Constructing and evaluating the underlying corpi used to train and test MT models requires immense research, measuring everything from each document's representativeness of the language as a whole, the presence of bilingual content, topical and entity distribution, language and grammatical use, narrative structure and myriad other indicators to ensure a strong balanced snapshot of that language that will yield a robust MT model.
To construct these corpi and to analyze them, we use a two-part pipeline that makes use of both local VM RAM disks and BigQuery.
To construct our training and evaluation corpi, we draw from across GDELT's archives in a vast array of formats from modern to legacy and from widely supported like JSON through compact binary formats optimized for specific tasks. Many of these datasets are designed for specific tasks, are fully denormalized or are stored in formats optimized for their specific use case, such as Translingual 1.0 spectral logs that capture the grammatical constructs and word contexts our existing models have observed evolving into new forms and/or have struggled with. GDELT 2.0 made heavy use of purpose-built formats designed for highly optimized binary interchange, including formats that allowed UTF8-encoded Unicode content to be observed in parallel as both UTF8 and ASCII, allowing absolute maximization of throughput for latency-sensitive applications.
This means that drawing together all of this data and reformatting it into a consistent normalized format for machine translation corpus use requires an environment supportive of extremely high random IOP access patterns to extract, reformat, compile and normalize. While direct-attached "Local SSDs" in GCE offer high-performance high-IOP storage, RAM disks offer an orders-of-magnitude increase in performance, yet their filesystem-like semantics allow the use of existing filesystem-dependent tooling.
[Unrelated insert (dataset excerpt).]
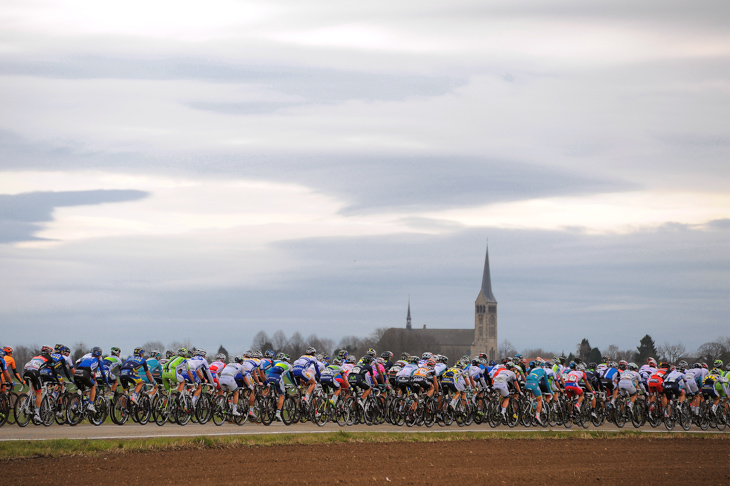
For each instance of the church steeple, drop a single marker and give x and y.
(408, 318)
(487, 279)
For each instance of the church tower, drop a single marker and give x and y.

Today's M2 GCE VMs support up to 12TB of RAM in an SSI.
Thus, to bring our datasets together and normalize them, we use large-memory GCE VMs to draw together our disparate archives and normalize them into standard UTF8 JSON-NL files.
Once our corpi have been normalized and stored as JSON-NL files in GCS, we can operate on them directly through BigQuery's "external data sources" capability that allows us to query files from GCS directly, without having to first load them into a BigQuery table. We combine this with BigQuery's "EXPORT DATA" capability to write the results directly back to GCS.
Thus, we can compute any analysis of our corpus using a single BQ CLI command that combines an "external_table_definition" flag and an "EXPORT DATA" SQL command as:
time bq query --use_legacy_sql=false --external_table_definition=data::[TABLE DEFINITION GOES HERE]@NEWLINE_DELIMITED_JSON=gs://bucket/sourcefiles*.json "EXPORT DATA OPTIONS(uri='gs://tmpbucket/tmpoutputfiles-*.json', format='JSON', overwrite=true) AS select [QUERY GOES HERE] from data"
We can then concatenate the sharded output using a simple gsutil command:
time gsutil -q cat gs://tmpbucket/tmpoutputfiles-*.json > gs://bucket/finaloutputfile.json
The importance of BigQuery's ability to operate at "dataset scale" cannot be overemphasized in terms of the profoundly new capabilities it makes possible. The ability to sift population-scale patterns from repositories means we can identify those microlevel patterns too rare to be identified from small random samples and observe complex interactions that wouldn't be clearly captured at even medium sample sizes.
This workflow is a perfect example of the power of the modern cloud, using GCE's RAM disks to assemble and normalize vast archives and then BigQuery to interactively explore those archives at dataset scale.